27 December 2024

Exclusive: Sudan World Heritage Sites

In June 2014, UNESCO’s World Heritage Committee met in Qatar for their 38th session to look into proposals to enlist 22 new cultural sites, including four Arab countries, on UNESCO’s World Heritage List.

Musawwarat es-Sufra, a large Meroitic temple complex in Sudan, 190 km Northeast of Kharoum. (Photographer: Mauro Gambini)

Musawwarat es-Sufra, a large Meroitic temple complex in Sudan, 190 km Northeast of Kharoum. (Photographer: Mauro Gambini)

Among the four Arab sites that would be considered at the 11-day summit is Sudan’s Sanganeb Marine Park, which has been on UNESCO’s World Heritage List’s ‘Tentative List’ since 2004.

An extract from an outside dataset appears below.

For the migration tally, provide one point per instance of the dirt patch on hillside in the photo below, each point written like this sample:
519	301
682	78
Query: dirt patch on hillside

The three other Arab sites include Rock Art i Hail Region in Saudi Arabia, The Ahwar in Iraq and Bethany Beyond the Jordan in Jordan.

The World Heritage List includes 981 cultural and natural properties, which the World Heritage Committee considers as having outstanding universal significance.

Sanganeb Marine Park is the first marine national park in Sudan since 1990. It lies over an area of approximately 26,000 hectares, at a distance of 30 km northeast Port Sudan on the western shore of the Red Sea. The park is known for its richness of marine life, consisting of 124 groups of coral reef, three species of sharks, dolphins, turtles, fishes and a variety of molluscus and urchins.

If Sanganeb Marine Park becomes enlisted in the World Heritage List, it wouldn’t be the first entry for Sudan. In fact, it would be Sudan’s third. Gebel Barkal and the Sites of the Napatan Region was Sudan’s first entry to the list in 2003. In 2011, UNESCO’s World Heritage Committee entered Sudan’s Archaeological Sites of the Island of Meroe to the list.

Musawwarat es-Sufra, a large Meroitic temple complex in Sudan, 190 km Northeast of Kharoum, (Photographer: Mauro Gambini)

Musawwarat es-Sufra, a large Meroitic temple complex in Sudan, 190 km Northeast of Kharoum, (Photographer: Mauro Gambini)

Gebel Barkal and the Sites of the Napatan Region is a collection of five archaeological sites, stretching over more than 60 km in the Nile valley. The sites pertain to the Napatan (900 to 270 BC) and Meroitic (270 BC to 350 AD) cultures, of the second Kingdom of Kush. On the site are tombs – with and without pyramids – temples, living complexes and palaces. Since the ancient times, the hill of Gebel Barkal has been strongly associated with religious traditions and folklore. The local people of the Nile Valley still consider the largest temples at the unique archaeological site sacred.

The Archaeological Sites of the Island of Meroe are in a semi-desert landscape between the Nile and Atbara rivers. It was the heartland of the Kingdom of Kush, a major civilisation from the 8th century BC to the 4th century AD. The site consists of the royal city of the Kushite kings at Meroe, near the River Nile, the nearby religious site of Naqa, and Musawwarat es Sufra. It was the seat of the rulers who occupied Egypt for almost a century, featuring – among other vestiges – pyramids, temples and domestic buildings as well as major installations connected to water management. Kush’s vast empire extended from the Mediterranean to the heart of Africa, allowing the exchange of arts, architecture, religions and languages.

That’s not it for Sudan. Besides Sanganeb Marine Park, also on the ‘Tentative List’ for UNESCO’s World Heritage List are Suakin, Kerma and Old Dongola, enlisted since 1994; and Dinder National Park and Wadi Howar National Park, enlisted since 2004. That leaves another five archeological and cultural Sudanese sites to be considered by UNESCO’s World Heritage Committee.